The world is full of useless code metrics so I thought I would add one of my own I even found someone talking about revenue per line of code.

So what is the yearly revenue of the product you're working on divided by lines of code? You can choose any method you like to count LOC, it's not like we're being scientific or anything.

If this gets enough responses I'll build some graphs.

Please put the number as the first part of the answer to help processing.

A: 

34.59

We've got a pretty big customer base.

Motti
it should be easy to calculate now, how much the customers pay for lines with defects :)
Andrey
A: 

Even the revenue for the contribution of one programmer is debatable. Maybe the feature you worked on accounted for 10% of sales, maybe 70%.

The Trap (documentary) is a nice corollary to this kind of post.

Oliver N.
I'm talking about the whole product not any one person's contribution to it.
Motti
+2  A: 

0 The project im working on have not created any revenue yet... I really hope this number will be much higher(much much) next year

DFectuoso
A: 

Hmm, by implementing stuff in-house we have eradicated an expensive external annual subscription product, reduced the cost of using the tool (halved the fees to an external agency that the product interacted with) and improved automation (over the poor annual subscription product) enough to cut a number of jobs. There isn't a value I can put on things really (I don't know the wages of the eradicated positions, etc, and costs are also lower because business is lower because the economy is crap).

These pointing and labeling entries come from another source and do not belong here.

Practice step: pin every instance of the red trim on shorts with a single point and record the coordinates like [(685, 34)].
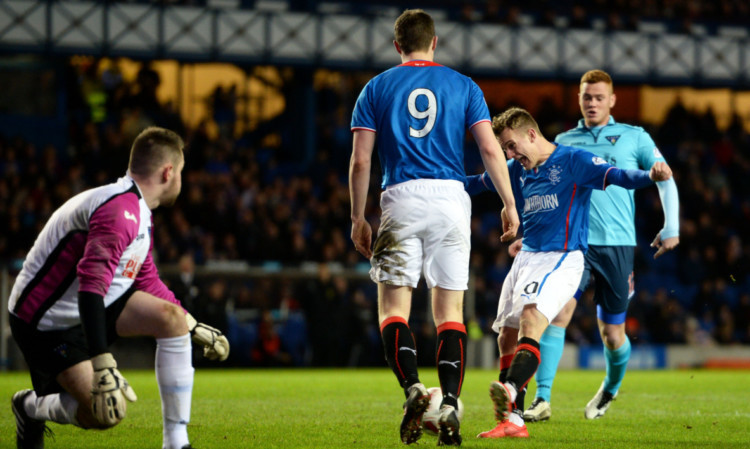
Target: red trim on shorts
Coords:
[(567, 217), (393, 319), (452, 326)]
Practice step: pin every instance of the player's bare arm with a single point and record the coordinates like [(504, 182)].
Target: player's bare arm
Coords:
[(494, 163), (660, 171), (359, 180)]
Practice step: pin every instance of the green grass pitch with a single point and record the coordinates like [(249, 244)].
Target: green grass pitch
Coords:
[(361, 408)]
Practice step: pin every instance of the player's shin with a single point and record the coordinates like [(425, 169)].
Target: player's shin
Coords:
[(551, 347), (400, 351), (525, 362), (451, 360), (174, 374)]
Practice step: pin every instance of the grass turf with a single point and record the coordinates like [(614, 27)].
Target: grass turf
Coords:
[(361, 408)]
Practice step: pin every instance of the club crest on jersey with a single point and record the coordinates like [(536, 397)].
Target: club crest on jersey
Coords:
[(129, 216), (554, 174), (612, 139), (132, 267), (62, 350)]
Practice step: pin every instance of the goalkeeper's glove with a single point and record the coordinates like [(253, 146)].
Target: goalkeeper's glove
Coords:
[(109, 391), (215, 344)]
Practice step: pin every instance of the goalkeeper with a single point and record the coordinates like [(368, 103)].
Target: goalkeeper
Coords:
[(89, 279)]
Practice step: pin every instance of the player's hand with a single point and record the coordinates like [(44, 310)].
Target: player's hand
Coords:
[(660, 171), (362, 237), (515, 248), (664, 245), (215, 344), (109, 391), (510, 224)]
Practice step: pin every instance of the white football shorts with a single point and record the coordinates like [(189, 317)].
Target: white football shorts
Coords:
[(548, 279), (424, 228)]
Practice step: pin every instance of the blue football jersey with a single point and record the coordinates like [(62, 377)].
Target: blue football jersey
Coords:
[(420, 111), (624, 146), (556, 197)]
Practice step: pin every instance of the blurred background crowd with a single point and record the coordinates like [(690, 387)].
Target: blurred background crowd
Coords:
[(255, 199)]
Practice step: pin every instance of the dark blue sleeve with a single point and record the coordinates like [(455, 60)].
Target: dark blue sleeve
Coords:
[(629, 179), (479, 183)]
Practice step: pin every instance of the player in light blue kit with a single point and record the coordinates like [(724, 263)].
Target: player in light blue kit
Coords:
[(556, 183), (420, 111), (612, 238)]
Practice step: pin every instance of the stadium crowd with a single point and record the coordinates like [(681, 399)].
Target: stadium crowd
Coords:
[(243, 201)]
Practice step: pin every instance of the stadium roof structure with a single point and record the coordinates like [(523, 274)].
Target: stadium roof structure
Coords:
[(364, 42)]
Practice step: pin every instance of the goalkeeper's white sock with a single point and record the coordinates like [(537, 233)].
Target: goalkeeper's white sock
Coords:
[(174, 374), (59, 407)]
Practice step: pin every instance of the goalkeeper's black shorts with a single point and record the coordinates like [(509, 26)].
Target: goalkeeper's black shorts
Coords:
[(48, 353)]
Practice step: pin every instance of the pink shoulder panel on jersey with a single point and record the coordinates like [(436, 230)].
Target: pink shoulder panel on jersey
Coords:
[(112, 228)]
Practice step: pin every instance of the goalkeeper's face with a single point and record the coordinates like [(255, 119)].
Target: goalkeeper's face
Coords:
[(596, 101)]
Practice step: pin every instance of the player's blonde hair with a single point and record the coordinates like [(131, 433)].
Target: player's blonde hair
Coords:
[(514, 118), (414, 30), (597, 76), (153, 147)]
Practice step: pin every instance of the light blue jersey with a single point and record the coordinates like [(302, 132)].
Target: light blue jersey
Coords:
[(420, 111), (612, 221)]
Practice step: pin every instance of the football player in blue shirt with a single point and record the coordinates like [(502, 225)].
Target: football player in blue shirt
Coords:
[(556, 184), (609, 260), (420, 111)]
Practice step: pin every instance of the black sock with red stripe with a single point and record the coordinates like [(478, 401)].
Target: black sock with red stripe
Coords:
[(451, 360), (400, 350), (524, 365)]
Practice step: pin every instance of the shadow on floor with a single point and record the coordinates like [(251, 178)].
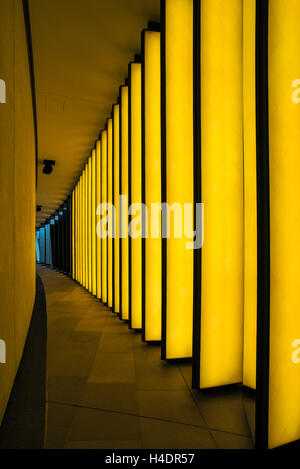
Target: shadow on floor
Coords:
[(23, 426)]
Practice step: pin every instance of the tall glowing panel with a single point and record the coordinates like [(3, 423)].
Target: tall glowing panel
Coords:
[(124, 208), (177, 20), (86, 229), (135, 196), (222, 265), (152, 180), (90, 222), (76, 232), (80, 231), (93, 224), (284, 167), (104, 217), (250, 195), (116, 202), (110, 212), (73, 235), (98, 202)]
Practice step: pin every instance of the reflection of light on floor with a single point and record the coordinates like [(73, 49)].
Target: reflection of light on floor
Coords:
[(108, 389), (249, 406)]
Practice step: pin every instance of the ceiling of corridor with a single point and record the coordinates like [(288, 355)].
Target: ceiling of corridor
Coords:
[(81, 52)]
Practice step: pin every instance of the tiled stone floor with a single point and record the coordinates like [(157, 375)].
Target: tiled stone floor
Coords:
[(107, 389)]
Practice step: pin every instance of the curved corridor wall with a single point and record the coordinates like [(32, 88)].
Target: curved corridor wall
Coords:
[(17, 194)]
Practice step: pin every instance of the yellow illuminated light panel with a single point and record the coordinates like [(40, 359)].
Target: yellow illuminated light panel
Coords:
[(73, 235), (250, 197), (82, 257), (124, 208), (81, 222), (136, 193), (104, 216), (110, 214), (222, 193), (76, 232), (179, 172), (116, 156), (80, 231), (93, 212), (90, 221), (153, 275), (284, 134), (86, 246), (98, 202)]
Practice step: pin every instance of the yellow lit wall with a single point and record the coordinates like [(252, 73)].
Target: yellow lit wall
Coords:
[(116, 156), (104, 201), (284, 132), (136, 191), (93, 224), (77, 229), (84, 227), (86, 231), (124, 208), (152, 116), (90, 287), (221, 353), (73, 235), (110, 199), (17, 195), (250, 197), (179, 171), (98, 202), (81, 245)]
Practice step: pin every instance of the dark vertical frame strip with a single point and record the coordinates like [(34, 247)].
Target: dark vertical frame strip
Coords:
[(143, 192), (263, 226), (113, 203), (121, 213), (163, 176), (129, 196), (32, 78), (197, 193)]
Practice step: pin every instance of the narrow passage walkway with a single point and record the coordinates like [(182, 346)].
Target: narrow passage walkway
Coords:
[(107, 389)]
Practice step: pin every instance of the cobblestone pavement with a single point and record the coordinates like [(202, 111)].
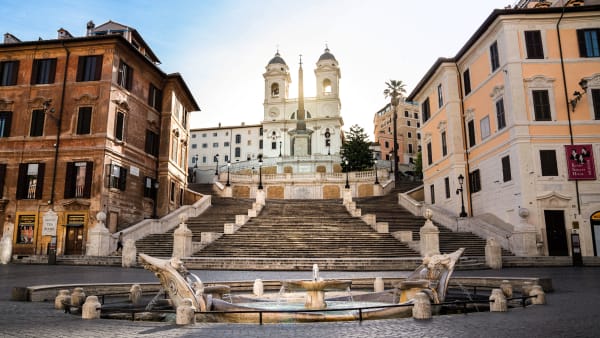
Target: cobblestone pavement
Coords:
[(572, 310)]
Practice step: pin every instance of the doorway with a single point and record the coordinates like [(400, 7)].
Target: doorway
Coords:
[(556, 233), (74, 241)]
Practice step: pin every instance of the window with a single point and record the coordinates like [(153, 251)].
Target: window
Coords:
[(548, 163), (120, 126), (425, 110), (474, 181), (153, 143), (533, 44), (125, 76), (444, 144), (37, 123), (9, 71), (84, 120), (447, 186), (541, 105), (155, 99), (78, 179), (471, 129), (506, 175), (429, 155), (467, 81), (43, 71), (89, 68), (484, 125), (500, 116), (5, 119), (118, 177), (589, 42), (595, 103), (494, 58), (149, 189), (31, 181)]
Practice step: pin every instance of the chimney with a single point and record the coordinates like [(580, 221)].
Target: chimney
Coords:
[(90, 28)]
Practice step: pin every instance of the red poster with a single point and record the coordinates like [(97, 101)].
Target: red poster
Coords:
[(580, 162)]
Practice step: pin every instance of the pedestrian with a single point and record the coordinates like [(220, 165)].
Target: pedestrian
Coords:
[(120, 242)]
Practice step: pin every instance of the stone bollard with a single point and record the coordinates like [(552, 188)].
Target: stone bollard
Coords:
[(185, 313), (493, 254), (506, 288), (135, 294), (258, 288), (378, 285), (91, 308), (63, 299), (77, 297), (498, 301), (422, 306), (129, 257), (540, 295)]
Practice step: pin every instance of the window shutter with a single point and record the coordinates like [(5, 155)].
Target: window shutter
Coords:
[(70, 180), (89, 171), (22, 182)]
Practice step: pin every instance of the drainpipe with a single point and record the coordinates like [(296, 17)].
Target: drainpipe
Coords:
[(464, 137), (562, 66)]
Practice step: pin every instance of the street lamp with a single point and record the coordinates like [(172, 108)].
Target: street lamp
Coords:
[(462, 201), (260, 172), (228, 170), (347, 183), (217, 167)]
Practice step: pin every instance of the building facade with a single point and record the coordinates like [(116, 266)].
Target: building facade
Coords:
[(516, 113), (87, 124)]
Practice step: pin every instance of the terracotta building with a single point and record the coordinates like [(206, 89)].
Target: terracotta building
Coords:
[(88, 124), (516, 115)]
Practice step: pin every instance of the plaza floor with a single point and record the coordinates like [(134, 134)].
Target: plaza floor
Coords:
[(573, 309)]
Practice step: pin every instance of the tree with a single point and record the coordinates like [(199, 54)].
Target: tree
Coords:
[(356, 150), (395, 90)]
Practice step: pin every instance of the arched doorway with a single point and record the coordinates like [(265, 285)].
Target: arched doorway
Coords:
[(595, 222)]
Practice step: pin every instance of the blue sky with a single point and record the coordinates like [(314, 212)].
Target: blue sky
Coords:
[(221, 48)]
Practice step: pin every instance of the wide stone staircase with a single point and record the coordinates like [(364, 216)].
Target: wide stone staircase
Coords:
[(387, 209)]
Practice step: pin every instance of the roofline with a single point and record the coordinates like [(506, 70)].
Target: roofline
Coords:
[(485, 26)]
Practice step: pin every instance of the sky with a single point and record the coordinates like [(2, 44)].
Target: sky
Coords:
[(221, 47)]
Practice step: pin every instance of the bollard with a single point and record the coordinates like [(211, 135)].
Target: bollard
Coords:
[(135, 294), (498, 301), (63, 299), (378, 285), (258, 288), (506, 288), (540, 295), (422, 306), (91, 308), (185, 313)]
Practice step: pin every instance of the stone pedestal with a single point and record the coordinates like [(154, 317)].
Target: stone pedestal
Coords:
[(493, 254), (182, 241), (129, 257), (99, 238), (422, 306), (430, 236)]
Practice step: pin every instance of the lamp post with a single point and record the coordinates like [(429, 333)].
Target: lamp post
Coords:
[(217, 167), (462, 201), (347, 183), (376, 177), (228, 170), (260, 172)]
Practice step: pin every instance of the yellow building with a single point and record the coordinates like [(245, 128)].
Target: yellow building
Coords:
[(517, 114)]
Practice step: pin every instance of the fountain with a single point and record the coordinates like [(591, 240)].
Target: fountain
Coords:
[(431, 277)]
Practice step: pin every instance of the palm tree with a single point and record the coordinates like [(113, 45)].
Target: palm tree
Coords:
[(395, 90)]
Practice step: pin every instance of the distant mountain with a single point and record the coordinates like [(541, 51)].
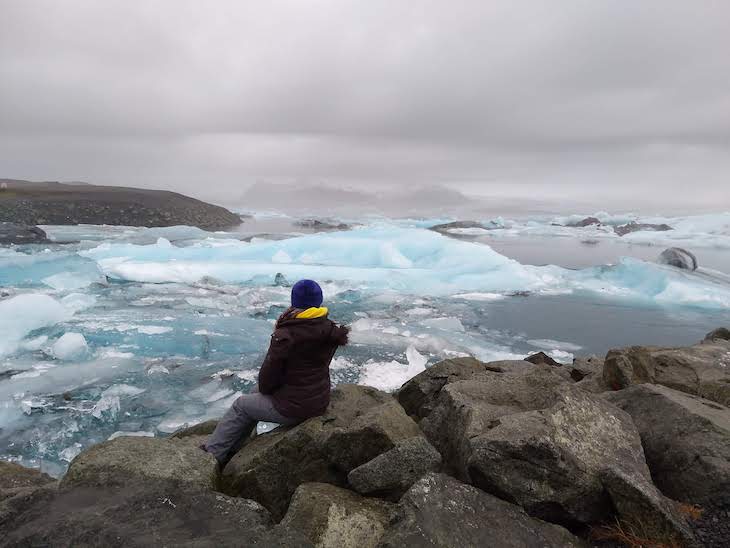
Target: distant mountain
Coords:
[(54, 203)]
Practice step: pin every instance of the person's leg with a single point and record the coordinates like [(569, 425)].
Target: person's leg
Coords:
[(238, 423)]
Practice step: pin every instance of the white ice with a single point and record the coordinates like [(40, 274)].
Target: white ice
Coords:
[(70, 346)]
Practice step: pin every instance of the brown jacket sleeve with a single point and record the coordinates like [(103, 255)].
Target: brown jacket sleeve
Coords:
[(271, 374)]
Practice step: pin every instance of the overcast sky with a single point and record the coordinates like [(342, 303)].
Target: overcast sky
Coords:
[(610, 102)]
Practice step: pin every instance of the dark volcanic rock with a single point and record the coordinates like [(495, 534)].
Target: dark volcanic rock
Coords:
[(139, 514), (445, 227), (334, 517), (678, 257), (588, 221), (686, 440), (11, 233), (633, 226), (125, 459), (321, 226), (702, 369), (30, 203), (541, 357), (391, 474), (360, 423), (441, 511)]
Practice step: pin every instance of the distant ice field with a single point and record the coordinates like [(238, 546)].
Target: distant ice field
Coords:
[(118, 329)]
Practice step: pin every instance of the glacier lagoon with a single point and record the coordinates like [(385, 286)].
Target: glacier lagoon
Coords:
[(142, 331)]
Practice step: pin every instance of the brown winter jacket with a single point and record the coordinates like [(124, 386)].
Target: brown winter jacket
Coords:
[(296, 371)]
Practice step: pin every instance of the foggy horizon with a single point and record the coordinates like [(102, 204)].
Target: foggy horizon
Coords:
[(575, 106)]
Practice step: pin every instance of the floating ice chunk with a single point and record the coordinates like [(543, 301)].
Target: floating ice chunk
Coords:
[(281, 257), (106, 408), (70, 453), (135, 434), (390, 376), (153, 329), (446, 324), (480, 296), (32, 345), (22, 314), (70, 346)]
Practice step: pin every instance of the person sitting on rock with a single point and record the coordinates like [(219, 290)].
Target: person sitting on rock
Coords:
[(294, 379)]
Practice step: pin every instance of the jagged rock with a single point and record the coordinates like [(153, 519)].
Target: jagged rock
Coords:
[(686, 441), (678, 257), (702, 369), (140, 514), (721, 333), (633, 226), (553, 463), (467, 408), (417, 396), (11, 233), (542, 358), (441, 511), (332, 517), (360, 423), (15, 478), (391, 474), (125, 459), (588, 221)]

Eclipse Metrics plugin tells me that this project has some 20k lines of code (excluding comments I assume). I'll assume it's saving £200k a year as a reasonable minimum. That makes some £10 per line of code saving, per year. Note that this year that code will be used on an additional new product that will bring in money, and hence should be a factor for income as well as a theoretical cost saving over using the old system for the new product.

It's a stupid metric because it doesn't count the hours taken to implement, the wages of the programmer and the business analysts, the meeting hours, etc. Should I factor in the lines of code in JSPs, ANT build scripts, etc? Lines of documentation and commenting?